Keep Calm and Bird On: July 2023

Ginger Andrews • June 30, 2023
“If you don’t look, you don’t see. You have to go and look.”
-Edith Andrews

On Nantucket July means summer is just getting under way. But in the Arctic, the post-solstice return of darkness is already noticeable. And this means the beginning of shorebird migration. Didn’t we just see them, enroute to northern nesting grounds? But the short Arctic season means they only get one chance to raise young, and they must do it quickly. The shift in daylight means that some of the bird world’s longest-distance migrants are already thinking about heading south.

Some pause only briefly on our beaches; some stay all winter. They don’t necessarily all move at once. Non-breeders may lag behind on wintering grounds. Some may have been delayed by bad weather, lack of food, or injury; others await maturity before attempting the rigors of raising young.

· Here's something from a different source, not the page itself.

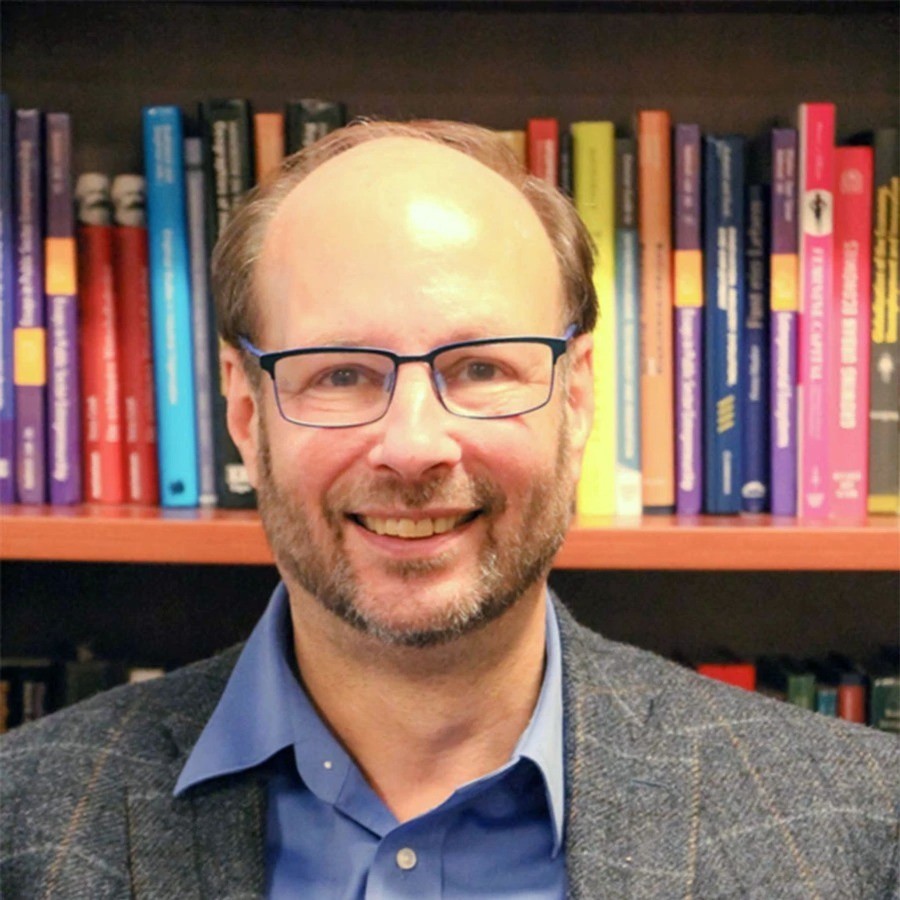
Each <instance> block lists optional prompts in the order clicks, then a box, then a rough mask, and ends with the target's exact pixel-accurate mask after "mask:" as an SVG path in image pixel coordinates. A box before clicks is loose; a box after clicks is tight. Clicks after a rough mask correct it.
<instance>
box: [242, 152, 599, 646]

Sanderlings are perhaps everyone’s favorite shorebird; they are so active, running back and forth between waves, almost never caught. We are used to seeing them in winter grey and white, but in early summer a few might still be sporting the rufous feathers of the breeding season. Their black legs churn like wind-up toys as they run; their black bills disappear as they probe the damp sand. They are finding amphipods, small crabs, and marine worms. Oddly, they can cast a pellet with the indigestible bits as owls do. They are not averse to insect foods; in a pinch they can eat plant material.

They feed together in flocks, starting with smaller numbers, six to perhaps a dozen, but as the season progresses flock size increases. In July, they are just returning from Canadian islands in the high Arctic. They are heading for sandy beaches all over the world. On the east coasts in the Americas we may see them anywhere from Massachusetts to Tierra del Fuego.